On a clear evening he held forth about the so-called dangers of Chapel Hill–at that time the hub of all things liberal in the great north state. He was sure we had been told by the folks at home not to let all those radical University of North Carolina professors fill our heads with nonsense; and no doubt we had been warned about the dangers of dope smoke wafting across the green and other sensual pleasures that lie in wait for us. His point, in gently mocking the fears we imported with us, was that it was time we tried out some new ideas and new ways of thinking. That college should not be like the education we had engaged in to prepare us to get here. Rather, it was time to think broadly, to talk to people with whom we disagreed, to read authors sometimes banned at libraries back home, and to maybe, just maybe, hatch an original thought or two of our own.
Heady stuff. All presented with humor and the grace that only a 50 something balding man who looked like Santa Claus but talked like Marx (both Groucho and Karl) could pull off. I had to find a way to be in his classes.

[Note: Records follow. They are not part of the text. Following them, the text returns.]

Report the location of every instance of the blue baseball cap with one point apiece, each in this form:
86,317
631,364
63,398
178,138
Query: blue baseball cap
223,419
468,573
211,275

An excerpt from a tribute to one-time UNC-Chapel Hill history professor William “Bill” Geer. Geer was a longtime Chapel Hill resident and fixture on the UNC campus. For many years Geer collected material on O. Max Gardner. His biography on the former North Carolina governor had not been completed when Geer died in 1999. Correspondents in the Washington, D.C. and Raleigh bureaus of N.C. Miscellany alerted us to the tribute to Geer. Its author is George Wood, principal of Federal Hocking High School in Stewart, Ohio, and executive director of the nonprofit Forum for Education and Democracy, a collaboration of educators from across the country. The tribute also appeared in a recent column in the Washington Post.